I guess the message is finally creeping up the mainstream media ladder—news that jobs are getting impossible to find for tens of thousands of refugees the State Department brings into the US each year with the help of non-profit government contractors. Here is yet another story about mostly Iraqis not finding work. Regular readers may be getting bored with my almost daily posts on the subject, but it’s a topic that has to be discussed over and over again. So far, we have identified 14 states where Iraqis are complaining about not finding work.
US News [with my two-cents worth thrown in]:
Little hard data are available on current employment rates of Iraqi refugees. But at a recent meeting, says Robert Carey, the International Rescue Committee’s vice president of resettlement and migration policy, offices cited a 50 percent drop in their job placements. [BTW, Carey makes a six figure salary mostly funded by the taxpayer].
“That was a fairly common story,” he says. “In my 27 years in this work, I’ve never seen anything that rivals this in terms of its really immediate effect on finding jobs.” [Yesterday’s story had a volag employee saying, “In my 20 years…”]
Even in past economic downturns, entry-level jobs were available to refugees. But those have never been ideal for Iraqis, who tend to be better educated than other arrivals, which means that they compete with Americans for higher-level jobs than do their refugee counterparts. [A lot of higher level Americans are out of work too!]
“You have people who have college educations—who have been working their way up corporate ladders—and suddenly are doing menial labor,” says Debbie Decker, community resource developer at Los Angeles’s Interfaith Refugee and Immigration Service. [I guess menial labor is better than being dead, if indeed it is that dangerous in Iraq]
Read on:
Then, of course, there’s the issue of simple competition—which is worsening as the recession deepens. [no kidding]
Even in cities like Lancaster, Pa., which haven’t been as badly hit by the recession as other places, it’s difficult to find highly skilled Iraqi refugees jobs in their lines of work. Two thirds of the Iraqi refugees served by the city’s Church World Service office are professionals, says director Sheila McGeehan. But none of them have found employment in their own fields.
[Church World Service is one of the top ten government contractors and its subcontractor Virginia Council of Churches is the agency that was resettling refugees in the county in which I live without setting up in advance an extensive volunteer network of churches and others that might serve as the safety net for refugees as the economy went sour. Thank God they didn’t bring more to our county having closed their offices here a year ago.]
That discourages the refugees, advocates say, but it also wastes an enormous pool of talent. The United States is getting, free of charge, people the Iraqi government spent thousands of dollars to educate and train, they say. [Yes, that pool of talent should have been cared for in the Middle East so they would be ready to return and help re-build Iraq. What good is it doing anyone if a highly trained person is competing for a hotel cleaning job in the US ? What about the unfortunate person they are competing against?]

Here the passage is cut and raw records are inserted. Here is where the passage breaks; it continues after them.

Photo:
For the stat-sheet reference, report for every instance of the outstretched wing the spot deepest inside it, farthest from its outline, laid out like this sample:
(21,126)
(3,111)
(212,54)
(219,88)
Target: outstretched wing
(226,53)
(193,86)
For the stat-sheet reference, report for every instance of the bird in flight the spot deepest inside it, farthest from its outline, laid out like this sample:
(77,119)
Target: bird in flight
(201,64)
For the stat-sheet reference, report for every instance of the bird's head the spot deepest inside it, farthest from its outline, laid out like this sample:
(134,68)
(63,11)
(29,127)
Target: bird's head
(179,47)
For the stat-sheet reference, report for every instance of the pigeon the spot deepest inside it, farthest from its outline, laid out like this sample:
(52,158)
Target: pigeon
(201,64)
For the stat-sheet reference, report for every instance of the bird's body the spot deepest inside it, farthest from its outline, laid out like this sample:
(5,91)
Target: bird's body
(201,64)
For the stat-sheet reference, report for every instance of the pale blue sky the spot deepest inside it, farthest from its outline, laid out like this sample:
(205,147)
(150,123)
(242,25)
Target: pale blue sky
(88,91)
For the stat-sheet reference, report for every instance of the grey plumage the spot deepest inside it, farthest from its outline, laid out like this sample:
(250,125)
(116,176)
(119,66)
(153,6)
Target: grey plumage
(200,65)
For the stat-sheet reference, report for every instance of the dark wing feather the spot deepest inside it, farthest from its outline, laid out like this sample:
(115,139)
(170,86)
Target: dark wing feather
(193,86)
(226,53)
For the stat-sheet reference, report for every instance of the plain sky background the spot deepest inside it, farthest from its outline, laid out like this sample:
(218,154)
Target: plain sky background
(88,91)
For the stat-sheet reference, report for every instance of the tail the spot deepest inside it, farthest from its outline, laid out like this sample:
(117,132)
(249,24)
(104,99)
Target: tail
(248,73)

“These people are an enormous asset, but they’re only an asset if we allow them to be one, tap into their skills, allow them to develop,” Carey says. [They should have thought of that before all the do-gooder volags began a media campaign to bring more Iraqis to the US.]
A media and lobbying campaign continues spearheaded by Refugees International president, Ken Bacon, to bring even more Iraqis to the US in this fiscal year—he and others are lobbying President-elect Obama to allow over 100,000 Iraqi refugees to come to the US in one year! In FY 2008 we brought 13,000 and can’t find them employment, what are we going to do for 100,000.
It strikes me that there are two choices. Either begin to slow numbers of refugees to the US while the economy is so bad or do what I bet they are already planning—-figure out how to extend welfare benefits to refugees beyond what the present law allows. With the on-going bailout mentality and the government money printing presses running overtime, I bet they push for the latter.
One final comment from the US News article:
“In Jordan, they told us another thing: that you will be very welcome, you are a victim of the world, and we will start to put a new life for you; you will find a job as a doctor,” he says.
This is not the first time we reported on this comment, that Iraqis were led to believe everything was fabulous in the US. I don’t understand how this happened. Were the overseas processing people flat out lying? If so, why would they lie? Were they just trying to show Iraqis that afterall we are good people (not like those bad Bush people that attacked their country)? Was it just a do-gooder mentality running amok?
Among our hundreds of posts (284 to be exact) on Iraqi refugees we had noted from time to time that not enough Iraqis were even signing up to come to the US, while the anti-Bush forces wanted so badly to show how awful Iraq had become thanks to the US even as the country was improving with the surge. So, were those people (like Refugees International) pushing for more Iraqi refugees as a political ploy—lots of refugees would mean Bush was failing?
Or, was the push for more Iraqi refugees (and lying to them about conditions in the US) just a method to get more refugees into the US so the volags could get their government grants to keep offices open and salaries to staff flowing?
I don’t know the answer, does anyone?